Margot Anne Kelley Margot Anne Kelley is an artist and educator who splits her time between Maine and Massachusetts, where she is currently a member of the photography department at the Art Institute of Boston. Her work often combines photography, writing, and locative media in ways that provoke new engagements with place. She concentrates on understanding and making artworks which reveal a deep engagement with the world at large, and encourages her students to cultivate a similar pleasure in following their curiosity. Her book Local Treasures: Geocaching Across America was published in 2006.
Lisa Martin Martin graduated from Unity College in 2000 with a Bachelor's degree in Interdisciplinary Studies, Art & Literature, receiving the Dean's Award and honorable mention in the humanities. She completed a residency in photography at the Maine Photographic Workshops in 1995, continuing as a course manager, eventually teaching foundation level black and white courses for several years. She has begun a low-residency M.F.A. in Visual Arts program at Vermont College. Also, Martin is an adjunct faculty member at Unity College, teaching black and white photography and art history.
Dianne Eno Dianne Eno is a native New Hampshire artist who began dance training at age three. She studied at the Boston Conservatory of Music and graduated from the University of Massachusetts while pursuing a specialized degree in Choreography and Dance Production under the guidance of Rosalind DeMille. Professional training includes Jacob's Pillow Dance Festival and School and most recently Dance Theater Workshop in NYC, where Ms. Eno was selected as a participant in Bessie Schoenberg's celebrated Choreographer's Lab.

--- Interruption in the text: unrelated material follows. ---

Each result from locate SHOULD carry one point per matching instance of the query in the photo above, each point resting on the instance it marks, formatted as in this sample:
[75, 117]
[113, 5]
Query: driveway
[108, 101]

Often staging her dances in unlikely places in the out-of-doors, she and her company have performed her innovative brand of dance on mountain summits, in rivers and streams in forests and along the rugged and rocky coastline of Maine. Other recent performance credits include: commissioned environmental site-specific dance works, "Dances for Sugar River" at the New England Artists Trust IV (Newport,N.H.) and the Manhattan Eco-Fest in NYC. Ms. Eno is authoring the book "Mountain Dance" which will chronicle her nearly twenty years of experiences of dancing on Mt. Monadnock. She has an MA from New York University in NYC, in the study of Environmental Conservation Education/ Environmental Art and is currently a PhD candidate at Antioch University.